SQL Server often hosts sensitive data within a company. Reasonable to have a closer look at how to keep these data safe.
Keep your server up-to-date
This sounds so stupid. But often updates are over-managed in companies so that some updates don’t even make it to the critical infrastructure. Don’t get too sophisticated about updates. At least security updates should be installed asap. This takes effect for the SQL Server itself, but also for the Windows Server OS.
Keep your server clean
This is also something which should be totally clear. Keep your SQL Server (actually any server) clean. Only install what is absolutely necessary.
The best example is SQL Server Management Studio. Don’t install it directly on the SQL Server itself. You can use a “management server” to install administrative tools.
And this leads us to another concept…
Implement a management infrastructure
Try to avoid working directly on your SQL Server. Especially if you have a huge server landscape it’s pretty convenient to have a separate environment where you can control access to your production.

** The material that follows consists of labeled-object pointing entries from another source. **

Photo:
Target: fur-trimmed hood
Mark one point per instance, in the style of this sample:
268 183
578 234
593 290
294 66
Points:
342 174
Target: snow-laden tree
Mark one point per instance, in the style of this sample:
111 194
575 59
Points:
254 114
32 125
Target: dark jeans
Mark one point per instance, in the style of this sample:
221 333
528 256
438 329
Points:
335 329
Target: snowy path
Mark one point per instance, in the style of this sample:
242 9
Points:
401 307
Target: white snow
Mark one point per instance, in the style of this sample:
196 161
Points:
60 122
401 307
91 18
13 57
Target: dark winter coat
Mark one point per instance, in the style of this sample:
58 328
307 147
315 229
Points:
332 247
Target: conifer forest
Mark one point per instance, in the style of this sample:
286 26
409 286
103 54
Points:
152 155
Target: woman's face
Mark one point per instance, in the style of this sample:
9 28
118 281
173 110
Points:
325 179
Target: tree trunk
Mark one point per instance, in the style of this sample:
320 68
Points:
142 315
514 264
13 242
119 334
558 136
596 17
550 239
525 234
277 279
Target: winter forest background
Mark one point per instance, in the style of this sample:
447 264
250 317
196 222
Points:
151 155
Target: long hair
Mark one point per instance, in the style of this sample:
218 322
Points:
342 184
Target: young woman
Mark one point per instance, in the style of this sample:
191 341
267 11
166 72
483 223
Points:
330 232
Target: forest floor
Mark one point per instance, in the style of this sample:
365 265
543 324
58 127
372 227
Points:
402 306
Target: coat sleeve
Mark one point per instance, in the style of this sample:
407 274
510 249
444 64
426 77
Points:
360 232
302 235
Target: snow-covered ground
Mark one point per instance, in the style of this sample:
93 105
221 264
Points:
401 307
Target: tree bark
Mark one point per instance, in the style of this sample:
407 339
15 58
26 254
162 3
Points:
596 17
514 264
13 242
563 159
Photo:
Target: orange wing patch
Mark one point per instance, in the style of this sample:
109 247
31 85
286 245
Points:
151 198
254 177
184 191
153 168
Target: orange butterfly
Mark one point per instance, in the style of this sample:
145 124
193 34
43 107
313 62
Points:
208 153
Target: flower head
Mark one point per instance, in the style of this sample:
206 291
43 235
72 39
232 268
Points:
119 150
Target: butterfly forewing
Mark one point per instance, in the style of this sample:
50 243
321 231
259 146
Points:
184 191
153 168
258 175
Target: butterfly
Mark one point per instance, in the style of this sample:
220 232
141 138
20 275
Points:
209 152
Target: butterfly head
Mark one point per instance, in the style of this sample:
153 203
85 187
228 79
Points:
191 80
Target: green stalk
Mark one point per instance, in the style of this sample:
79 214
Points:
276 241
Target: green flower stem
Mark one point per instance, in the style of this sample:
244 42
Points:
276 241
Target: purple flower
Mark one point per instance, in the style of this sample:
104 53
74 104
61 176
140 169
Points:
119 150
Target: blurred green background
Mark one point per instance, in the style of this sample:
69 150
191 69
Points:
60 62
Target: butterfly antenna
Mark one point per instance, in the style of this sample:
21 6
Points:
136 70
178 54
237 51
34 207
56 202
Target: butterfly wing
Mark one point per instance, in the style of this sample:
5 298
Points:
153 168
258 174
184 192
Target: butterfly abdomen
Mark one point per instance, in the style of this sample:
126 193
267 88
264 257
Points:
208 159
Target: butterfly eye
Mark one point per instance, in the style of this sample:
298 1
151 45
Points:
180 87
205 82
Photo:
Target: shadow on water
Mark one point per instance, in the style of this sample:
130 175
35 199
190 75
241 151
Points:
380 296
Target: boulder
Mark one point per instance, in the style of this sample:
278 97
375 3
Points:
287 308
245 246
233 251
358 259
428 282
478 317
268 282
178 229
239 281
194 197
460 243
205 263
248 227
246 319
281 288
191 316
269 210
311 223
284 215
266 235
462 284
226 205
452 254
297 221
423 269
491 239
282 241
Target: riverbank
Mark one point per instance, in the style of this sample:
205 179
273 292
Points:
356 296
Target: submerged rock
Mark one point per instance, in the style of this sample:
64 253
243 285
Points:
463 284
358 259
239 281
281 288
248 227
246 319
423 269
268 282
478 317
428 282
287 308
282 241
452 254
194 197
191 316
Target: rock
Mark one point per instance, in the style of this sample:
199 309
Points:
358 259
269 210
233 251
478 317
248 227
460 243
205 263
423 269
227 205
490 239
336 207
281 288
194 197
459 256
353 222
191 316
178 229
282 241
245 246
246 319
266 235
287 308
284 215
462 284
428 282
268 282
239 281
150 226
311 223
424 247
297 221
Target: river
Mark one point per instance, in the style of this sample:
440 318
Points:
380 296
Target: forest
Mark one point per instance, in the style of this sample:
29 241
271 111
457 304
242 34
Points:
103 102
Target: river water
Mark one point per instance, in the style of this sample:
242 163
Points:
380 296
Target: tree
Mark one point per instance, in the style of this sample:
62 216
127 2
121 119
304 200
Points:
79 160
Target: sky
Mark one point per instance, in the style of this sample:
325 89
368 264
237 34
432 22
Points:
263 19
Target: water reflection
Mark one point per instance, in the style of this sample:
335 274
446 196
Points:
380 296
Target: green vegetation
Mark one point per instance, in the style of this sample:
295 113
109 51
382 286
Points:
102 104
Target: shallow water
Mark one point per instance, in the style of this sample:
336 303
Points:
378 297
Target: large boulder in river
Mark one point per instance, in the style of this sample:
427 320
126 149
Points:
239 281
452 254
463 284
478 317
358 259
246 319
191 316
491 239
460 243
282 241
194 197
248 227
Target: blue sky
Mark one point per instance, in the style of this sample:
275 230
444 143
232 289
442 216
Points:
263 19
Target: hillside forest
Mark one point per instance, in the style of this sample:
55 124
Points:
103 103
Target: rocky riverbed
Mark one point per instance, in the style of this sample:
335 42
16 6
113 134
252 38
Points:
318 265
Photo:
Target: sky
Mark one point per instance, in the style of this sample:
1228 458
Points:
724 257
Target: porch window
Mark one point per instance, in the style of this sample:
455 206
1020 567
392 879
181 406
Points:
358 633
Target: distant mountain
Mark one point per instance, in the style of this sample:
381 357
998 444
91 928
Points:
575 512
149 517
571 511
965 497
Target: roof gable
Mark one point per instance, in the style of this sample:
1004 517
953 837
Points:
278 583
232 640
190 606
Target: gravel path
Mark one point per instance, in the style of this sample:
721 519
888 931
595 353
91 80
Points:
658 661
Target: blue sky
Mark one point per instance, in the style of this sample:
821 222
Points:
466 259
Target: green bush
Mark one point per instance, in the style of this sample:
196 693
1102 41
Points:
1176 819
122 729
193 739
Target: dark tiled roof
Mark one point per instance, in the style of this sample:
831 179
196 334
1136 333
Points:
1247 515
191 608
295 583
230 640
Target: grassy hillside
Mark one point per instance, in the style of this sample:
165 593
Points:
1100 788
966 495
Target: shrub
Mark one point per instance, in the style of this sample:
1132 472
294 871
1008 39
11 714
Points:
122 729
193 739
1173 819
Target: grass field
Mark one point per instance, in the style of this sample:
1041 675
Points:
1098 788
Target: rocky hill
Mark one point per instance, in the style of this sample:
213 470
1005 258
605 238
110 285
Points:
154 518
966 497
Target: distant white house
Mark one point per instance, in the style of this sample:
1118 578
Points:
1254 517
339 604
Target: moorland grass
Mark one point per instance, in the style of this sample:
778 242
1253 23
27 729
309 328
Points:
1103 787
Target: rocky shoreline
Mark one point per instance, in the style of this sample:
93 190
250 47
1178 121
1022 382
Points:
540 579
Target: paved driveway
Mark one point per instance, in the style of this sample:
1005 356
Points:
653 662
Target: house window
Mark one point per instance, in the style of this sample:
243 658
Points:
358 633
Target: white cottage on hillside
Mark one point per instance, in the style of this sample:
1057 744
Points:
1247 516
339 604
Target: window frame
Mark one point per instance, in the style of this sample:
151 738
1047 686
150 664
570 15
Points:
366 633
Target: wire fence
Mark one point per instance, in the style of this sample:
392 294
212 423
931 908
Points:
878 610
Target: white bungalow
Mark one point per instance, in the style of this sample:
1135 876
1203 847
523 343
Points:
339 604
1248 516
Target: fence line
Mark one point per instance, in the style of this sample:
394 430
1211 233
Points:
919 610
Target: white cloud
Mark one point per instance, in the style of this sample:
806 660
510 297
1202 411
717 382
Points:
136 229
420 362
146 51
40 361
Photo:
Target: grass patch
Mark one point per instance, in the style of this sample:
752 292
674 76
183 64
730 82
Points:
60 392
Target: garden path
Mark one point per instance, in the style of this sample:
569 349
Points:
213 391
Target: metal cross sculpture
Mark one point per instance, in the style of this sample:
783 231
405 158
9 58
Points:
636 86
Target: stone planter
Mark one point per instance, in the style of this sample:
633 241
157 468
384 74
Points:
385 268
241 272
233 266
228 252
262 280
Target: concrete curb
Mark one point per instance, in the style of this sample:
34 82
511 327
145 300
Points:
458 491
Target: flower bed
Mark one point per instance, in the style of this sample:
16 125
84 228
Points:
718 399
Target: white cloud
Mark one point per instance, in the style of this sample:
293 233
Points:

Also, you can install all your favorite management tools on those servers and access the machines in the production environment without messing around in a live system.
If you have a staging environment it also comes in handy that you have to set up your management machine only once and can access multiple environments from there.
You might want to make sure PowerShell Remoting is enabled and working. Security can then be applied by using GPO and Active Directory.
Keep access to your server restricted
Focus on least privilege concepts and implement a role-based security concept. Try to avoid providing users direct access to your server. Instead, use Active Directory Security Groups.
Keep SQL Server quiet
You should also deactivate SQL Server Browser to hide any instances. This makes it difficult to find the machines within the network.
These are just a few – very simple – measures you can take to make your SQL Server and also other servers more secure. But it’s better than nothing.
Consider improving your security skills and harden your network to avoid any messing around later.